By Alexander Baker
If former President Bill Clinton was right when he said it’s “the economy, stupid,” the Palestinians are in trouble.
Israeli Prime Minister Ehud Olmert’s recent invitation to Arab leaders for a peace conference in Jerusalem could give Israel and its neighbours a chance to sit down and talk. If the conference happens, one of these issues should be the Palestinian economy.
The economy is relevant because of the recent power-sharing deal between Fatah and Hamas, the terrorist group who won elections in January 2006. Many countries are deciding whether or not to renew funding to the Hamas-led Palestinian Authority, cut following their election victory. Canada, under Prime Minister Stephen Harper, was actually the first country to do so, cutting its $25-million contribution.
But with bloody clashes in the streets between Fatah and Hamas supporters, little money for the government to spend and massive unemployment, the West Bank and Gaza Strip are in trouble. There will be no end to this conflict, and the despair and hopelessness breeding in the Palestinian territories, without economic development. Palestinians need an option other than becoming a soldier for Hamas or Fatah, or a martyr in the intifada, and the only way to get the economy working will be international help and business investment – and Israel should help.
“I am the only foreign minister who comes to different states to ask the private sector and the government to help, not Israel, but the others,” said Israeli deputy Prime Minister and Foreign Minister Tzipi Livni in a speech to the Israel-Canada Chamber of Commerce.
She emphasized the role Canadian companies can play in the Palestinian territories’ economic development and how Canadians should look at investing there. Livni wants to get people interested in investing in Gaza.
But how realistic is it to expect the economy to develop and a service sector to emerge?
Palestinian unemployment today is hovering around 40 per cent, and, with a total population of about four million, the PA depends on $1.14 billion in annual aid money to survive and provide essential services.

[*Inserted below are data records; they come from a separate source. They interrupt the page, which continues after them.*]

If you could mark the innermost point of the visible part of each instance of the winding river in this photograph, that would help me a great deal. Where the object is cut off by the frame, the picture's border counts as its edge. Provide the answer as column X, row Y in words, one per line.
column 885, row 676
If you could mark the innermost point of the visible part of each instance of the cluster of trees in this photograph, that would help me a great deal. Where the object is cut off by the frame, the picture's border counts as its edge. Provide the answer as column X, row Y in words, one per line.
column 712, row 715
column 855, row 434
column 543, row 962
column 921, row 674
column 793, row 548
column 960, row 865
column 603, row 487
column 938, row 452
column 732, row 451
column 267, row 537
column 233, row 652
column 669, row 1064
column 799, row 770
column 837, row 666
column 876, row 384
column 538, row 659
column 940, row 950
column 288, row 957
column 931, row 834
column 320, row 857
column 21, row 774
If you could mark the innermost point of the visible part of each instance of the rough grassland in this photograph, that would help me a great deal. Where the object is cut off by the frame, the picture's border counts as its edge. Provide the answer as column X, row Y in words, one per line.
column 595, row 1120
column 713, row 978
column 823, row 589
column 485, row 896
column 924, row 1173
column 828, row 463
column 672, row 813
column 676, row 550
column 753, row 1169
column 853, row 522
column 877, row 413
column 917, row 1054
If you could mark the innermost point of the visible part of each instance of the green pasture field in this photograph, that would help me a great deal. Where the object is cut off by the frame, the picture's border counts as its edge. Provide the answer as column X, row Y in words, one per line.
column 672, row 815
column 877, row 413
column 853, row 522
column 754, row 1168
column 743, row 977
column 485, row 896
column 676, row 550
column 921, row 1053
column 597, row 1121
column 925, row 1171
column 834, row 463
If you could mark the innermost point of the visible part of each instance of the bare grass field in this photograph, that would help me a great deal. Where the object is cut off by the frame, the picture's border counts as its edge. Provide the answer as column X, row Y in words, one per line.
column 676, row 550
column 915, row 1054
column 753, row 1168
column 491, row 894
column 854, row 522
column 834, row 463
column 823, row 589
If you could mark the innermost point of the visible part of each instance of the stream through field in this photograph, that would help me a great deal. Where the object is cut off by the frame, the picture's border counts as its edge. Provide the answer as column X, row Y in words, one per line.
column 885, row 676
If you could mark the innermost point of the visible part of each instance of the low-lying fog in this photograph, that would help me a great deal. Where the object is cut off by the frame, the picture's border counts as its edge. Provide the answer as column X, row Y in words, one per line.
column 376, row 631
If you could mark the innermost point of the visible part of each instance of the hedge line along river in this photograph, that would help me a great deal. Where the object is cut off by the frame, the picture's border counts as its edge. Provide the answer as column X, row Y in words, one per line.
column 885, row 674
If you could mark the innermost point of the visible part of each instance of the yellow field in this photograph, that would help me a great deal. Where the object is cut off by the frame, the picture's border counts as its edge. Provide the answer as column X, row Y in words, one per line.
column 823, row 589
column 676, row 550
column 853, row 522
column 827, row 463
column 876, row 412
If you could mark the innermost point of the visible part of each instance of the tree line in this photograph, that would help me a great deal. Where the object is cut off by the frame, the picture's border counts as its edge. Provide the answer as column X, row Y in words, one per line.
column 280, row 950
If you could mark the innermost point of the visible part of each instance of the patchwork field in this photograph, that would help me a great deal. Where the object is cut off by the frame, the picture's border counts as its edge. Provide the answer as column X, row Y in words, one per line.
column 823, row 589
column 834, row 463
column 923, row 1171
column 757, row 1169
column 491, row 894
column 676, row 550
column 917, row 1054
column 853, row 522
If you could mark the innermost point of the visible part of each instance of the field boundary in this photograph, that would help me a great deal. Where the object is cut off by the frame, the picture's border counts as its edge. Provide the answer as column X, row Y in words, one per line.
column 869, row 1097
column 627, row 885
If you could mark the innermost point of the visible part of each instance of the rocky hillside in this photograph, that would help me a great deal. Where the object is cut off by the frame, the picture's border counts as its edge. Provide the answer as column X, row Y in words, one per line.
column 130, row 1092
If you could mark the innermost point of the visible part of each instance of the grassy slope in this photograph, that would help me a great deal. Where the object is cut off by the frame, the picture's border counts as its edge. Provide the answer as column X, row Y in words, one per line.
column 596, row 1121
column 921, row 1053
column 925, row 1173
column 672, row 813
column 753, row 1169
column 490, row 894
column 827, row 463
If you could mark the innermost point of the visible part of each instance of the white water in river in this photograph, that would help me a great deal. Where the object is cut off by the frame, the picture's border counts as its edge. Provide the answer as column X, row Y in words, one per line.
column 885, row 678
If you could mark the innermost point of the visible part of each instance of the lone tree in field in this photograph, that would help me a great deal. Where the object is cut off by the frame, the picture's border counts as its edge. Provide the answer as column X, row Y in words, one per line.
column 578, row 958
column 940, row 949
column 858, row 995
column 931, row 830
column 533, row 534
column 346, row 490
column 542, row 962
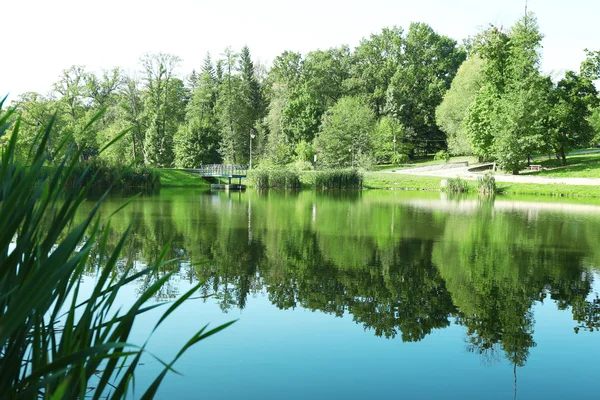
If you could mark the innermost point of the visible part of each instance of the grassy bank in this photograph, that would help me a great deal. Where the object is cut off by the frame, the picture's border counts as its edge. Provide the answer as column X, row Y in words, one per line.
column 172, row 178
column 382, row 180
column 549, row 189
column 578, row 166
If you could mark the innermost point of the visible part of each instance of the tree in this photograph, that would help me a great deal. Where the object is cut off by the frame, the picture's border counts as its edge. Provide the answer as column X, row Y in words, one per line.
column 429, row 64
column 102, row 91
column 344, row 136
column 388, row 142
column 509, row 117
column 451, row 113
column 197, row 140
column 374, row 63
column 164, row 107
column 131, row 107
column 595, row 123
column 230, row 111
column 278, row 147
column 573, row 100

The unemployment rate was lower before Hamas took over, but the global economic boycott exposed one of the Palestinians’ biggest problems: the PA itself employs 125,000 people, almost a quarter of the workforce in the territories, and pays out 40 per cent of all Palestinian wages. There are few other sources of jobs, even for those who want one.
By October 2006, less than nine months after the embargo began, the PA owed $500 million to civil servants but could not afford to pay their salaries. As a result, jobs were slashed and services cut. Much of the international aid that actually goes to the PA, rather than to NGOs operating in the West Bank or Gaza, goes to paying employee salaries.
However, there is some infrastructure for building a service sector. Almost three quarters of the territories’ GDP comes from the service sector – there were, for example, 77 hotels operating in 2005. This is an industry that cannot really hire any new employees, though, since the area is hardly a tourist attraction right now.
There are very few actual companies in Gaza or the West Bank. Most businesses are small, family-owned operations while the rest of the employed work in agriculture, growing olives or citrus fruits. A further 120,000 people work in Israel, either with a legal work permit or not. Very few make a good living, as the World Bank estimates more than 45 per cent live below the poverty line.
However, the picture is not all bleak. Infrastructure such as roads, electricity and water, despite intermittent destruction by the Israeli military, is relatively intact – the PA just doesn’t have the money to repair and maintain it. Furthermore, a recent agreement between Israel, the PA and Egypt could provide a building block for international investment. Israel agreed to allow Palestinian goods to be sent to Cairo for transportation, a welcome development for the agriculture producers who won’t have to see their food rotting outside a checkpoint.
Before any real economic recovery can take place, though, Palestinians need to have more internal freedom and control. There are constraints on trade and the movement of goods in the West Bank and Gaza, including military checkpoints, which can cause long delays and allow food exports to spoil, the lack of air or sea ports to transport goods, violence between Hamas and Fatah and the general conditions of oppression and stagnation. Of course, safety and security are essential before McDonald’s or Tim Hortons is willing to open up shop in downtown Ramallah.
This is where the chicken or the egg question comes in – Israel will not lift restrictions on goods and movement or open their checkpoints until the violence is stopped, and the violence is unlikely to stop until Palestinians see another way.